7. How long we keep your data
| Category | Retention period |
|---|---|
| Account profile (email, name) | Until you delete your account, then 15 days |
| LLM request logs | Per your plan: 7 days (Free) / 30 days (Starter) / 90 days (Team) / 365 days (Enterprise) |
| Encrypted provider keys | Until you revoke them, then purged within 15 days |
| Billing and payment records | 5 years from the transaction (Korean tax law requirement) |
| Records of consumer complaints and dispute resolution | 3 years (Korean e-commerce law) |
| Server logs (IP, user agent) | 30 days |
8. Your rights
Under Korean PIPA
You have the right to:
- Access the personal data we hold about you (열람 요구)
- Correct inaccuracies (정정·삭제 요구)
- Request deletion or processing suspension (삭제·처리정지 요구)

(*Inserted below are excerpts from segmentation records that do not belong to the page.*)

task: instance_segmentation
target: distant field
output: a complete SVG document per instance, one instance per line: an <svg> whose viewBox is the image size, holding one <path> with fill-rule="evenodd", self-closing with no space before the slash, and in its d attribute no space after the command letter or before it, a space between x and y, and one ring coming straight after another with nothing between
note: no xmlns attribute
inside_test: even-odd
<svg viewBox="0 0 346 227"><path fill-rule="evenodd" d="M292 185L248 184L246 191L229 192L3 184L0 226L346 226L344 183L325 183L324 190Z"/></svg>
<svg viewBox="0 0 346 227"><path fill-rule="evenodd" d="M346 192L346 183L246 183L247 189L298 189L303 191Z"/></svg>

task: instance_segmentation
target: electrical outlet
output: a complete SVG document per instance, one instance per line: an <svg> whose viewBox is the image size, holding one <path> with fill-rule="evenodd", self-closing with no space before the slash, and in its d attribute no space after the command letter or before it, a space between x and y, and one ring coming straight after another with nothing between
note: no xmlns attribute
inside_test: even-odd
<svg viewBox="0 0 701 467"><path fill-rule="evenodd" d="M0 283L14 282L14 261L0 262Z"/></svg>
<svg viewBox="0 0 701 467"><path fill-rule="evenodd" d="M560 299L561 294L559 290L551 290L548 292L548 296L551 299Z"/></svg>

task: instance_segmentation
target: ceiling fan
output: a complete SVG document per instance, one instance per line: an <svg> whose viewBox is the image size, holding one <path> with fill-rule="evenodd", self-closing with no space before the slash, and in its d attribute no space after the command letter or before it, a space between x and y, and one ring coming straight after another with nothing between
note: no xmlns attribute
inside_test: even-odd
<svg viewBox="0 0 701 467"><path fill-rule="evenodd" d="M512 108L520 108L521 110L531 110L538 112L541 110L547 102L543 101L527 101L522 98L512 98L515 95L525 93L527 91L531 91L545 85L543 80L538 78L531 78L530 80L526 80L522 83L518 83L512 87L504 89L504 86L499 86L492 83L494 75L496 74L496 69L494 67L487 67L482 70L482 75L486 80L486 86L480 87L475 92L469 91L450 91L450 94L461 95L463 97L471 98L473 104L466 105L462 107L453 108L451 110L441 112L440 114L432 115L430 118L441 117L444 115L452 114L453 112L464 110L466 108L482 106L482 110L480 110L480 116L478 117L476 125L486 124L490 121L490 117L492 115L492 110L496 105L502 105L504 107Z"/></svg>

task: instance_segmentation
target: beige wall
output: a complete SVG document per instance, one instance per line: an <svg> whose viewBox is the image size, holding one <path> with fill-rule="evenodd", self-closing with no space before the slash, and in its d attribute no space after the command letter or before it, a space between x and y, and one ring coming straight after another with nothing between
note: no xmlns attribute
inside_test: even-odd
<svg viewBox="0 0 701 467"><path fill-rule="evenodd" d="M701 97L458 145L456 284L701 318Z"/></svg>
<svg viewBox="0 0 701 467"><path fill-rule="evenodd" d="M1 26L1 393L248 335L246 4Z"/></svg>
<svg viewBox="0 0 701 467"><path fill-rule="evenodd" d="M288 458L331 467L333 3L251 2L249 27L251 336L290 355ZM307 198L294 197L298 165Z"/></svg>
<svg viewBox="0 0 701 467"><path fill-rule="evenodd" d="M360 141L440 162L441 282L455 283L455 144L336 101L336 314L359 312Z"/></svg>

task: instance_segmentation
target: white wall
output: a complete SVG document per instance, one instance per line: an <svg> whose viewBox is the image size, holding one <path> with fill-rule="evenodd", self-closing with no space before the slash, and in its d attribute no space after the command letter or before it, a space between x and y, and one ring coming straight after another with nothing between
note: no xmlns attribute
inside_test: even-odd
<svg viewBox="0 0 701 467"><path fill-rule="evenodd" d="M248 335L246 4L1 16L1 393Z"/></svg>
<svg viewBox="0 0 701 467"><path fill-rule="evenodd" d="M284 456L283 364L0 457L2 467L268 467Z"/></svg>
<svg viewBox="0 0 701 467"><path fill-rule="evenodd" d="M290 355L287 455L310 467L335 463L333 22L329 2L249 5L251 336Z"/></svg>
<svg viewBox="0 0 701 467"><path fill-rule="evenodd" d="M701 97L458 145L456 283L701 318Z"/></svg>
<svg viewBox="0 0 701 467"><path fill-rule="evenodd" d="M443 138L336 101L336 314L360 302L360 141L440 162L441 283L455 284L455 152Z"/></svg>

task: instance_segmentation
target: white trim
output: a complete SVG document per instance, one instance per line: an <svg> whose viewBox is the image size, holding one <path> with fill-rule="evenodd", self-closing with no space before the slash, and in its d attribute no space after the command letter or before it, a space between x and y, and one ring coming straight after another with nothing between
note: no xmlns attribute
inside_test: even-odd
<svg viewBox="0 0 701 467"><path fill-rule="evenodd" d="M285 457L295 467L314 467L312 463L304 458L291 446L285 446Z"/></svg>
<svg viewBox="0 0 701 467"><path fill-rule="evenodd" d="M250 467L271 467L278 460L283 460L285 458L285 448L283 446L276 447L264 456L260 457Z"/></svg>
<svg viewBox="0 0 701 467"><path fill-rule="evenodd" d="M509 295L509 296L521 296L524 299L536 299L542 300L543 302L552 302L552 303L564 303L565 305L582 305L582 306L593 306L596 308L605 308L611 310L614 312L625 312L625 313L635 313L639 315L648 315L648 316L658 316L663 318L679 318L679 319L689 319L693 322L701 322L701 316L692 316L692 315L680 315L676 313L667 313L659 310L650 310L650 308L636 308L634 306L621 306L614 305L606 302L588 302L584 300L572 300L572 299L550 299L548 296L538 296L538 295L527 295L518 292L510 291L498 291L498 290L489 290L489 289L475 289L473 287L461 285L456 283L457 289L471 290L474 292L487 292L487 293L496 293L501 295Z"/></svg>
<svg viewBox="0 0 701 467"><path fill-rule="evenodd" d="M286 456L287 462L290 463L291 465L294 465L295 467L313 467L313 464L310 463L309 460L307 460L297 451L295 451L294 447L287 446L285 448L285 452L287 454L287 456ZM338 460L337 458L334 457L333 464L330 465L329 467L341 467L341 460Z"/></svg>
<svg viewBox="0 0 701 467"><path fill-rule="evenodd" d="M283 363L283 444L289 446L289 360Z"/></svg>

- Withdraw previously given consent at any time
- File a complaint with the Personal Information Protection Commission (개인정보보호위원회, pipc.go.kr) or relevant authority.
Under GDPR (EU users)
You additionally have the rights of:
- Access (Art. 15)
- Rectification (Art. 16)
- Erasure / “right to be forgotten” (Art. 17)
- Restriction of processing (Art. 18)
- Data portability — export in machine-readable format (Art. 20)
- Objection to processing based on legitimate interests (Art. 21)
- Lodging a complaint with your national Data Protection Authority
To exercise any of these rights, email support@spanlens.io from the address associated with your account. We respond within 30 days (may extend to 60 days for complex requests, with notice).
9. Children's privacy
Spanlens is not directed at children under 14. Korean law prohibits processing personal data of children under 14 without explicit guardian consent. We do not knowingly collect such data. If you believe a child has provided data to us, contact us and we will delete it.
10. Cookies
We set functional cookies required to maintain your authenticated session. These include the sb-access-token and sb-refresh-tokencookies managed by Supabase. We do not use advertising cookies, tracking pixels, or third-party analytics cookies. No consent banner is required for our current cookie usage under the ePrivacy Directive's “strictly necessary” exception.
If we add analytics in the future, we will update this policy and offer an opt-in consent mechanism.
11. Security measures
- Provider API keys encrypted at rest with AES-256-GCM (authenticated encryption)
- HTTPS/TLS 1.2+ enforced on all transport
- Row-Level Security policies on our Postgres database, enforced by Supabase
- Separate service-role and anon keys; service-role is scoped to server-side operations only
- Authorization headers stripped from stored request bodies
- Encryption master key held outside the database, in infrastructure-level secret management
- Access logging and periodic audit of administrator actions
- Principle of least privilege for team access
12. Data breach notification
If we become aware of a personal data breach that is likely to result in a risk to your rights and freedoms, we will notify the Personal Information Protection Commission (Korea) and, where GDPR applies, the relevant supervisory authority within 72 hours, and notify affected users without undue delay.
13. Changes to this policy
We may revise this Privacy Policy from time to time. Material changes will be notified to registered users by email at least 14 days before taking effect. The effective date at the top of this page will always reflect the current version.
14. Contact us
For any privacy-related inquiry, contact our Privacy Officer at support@spanlens.io.
Last updated: 2026-04-22. Previous versions are available on request.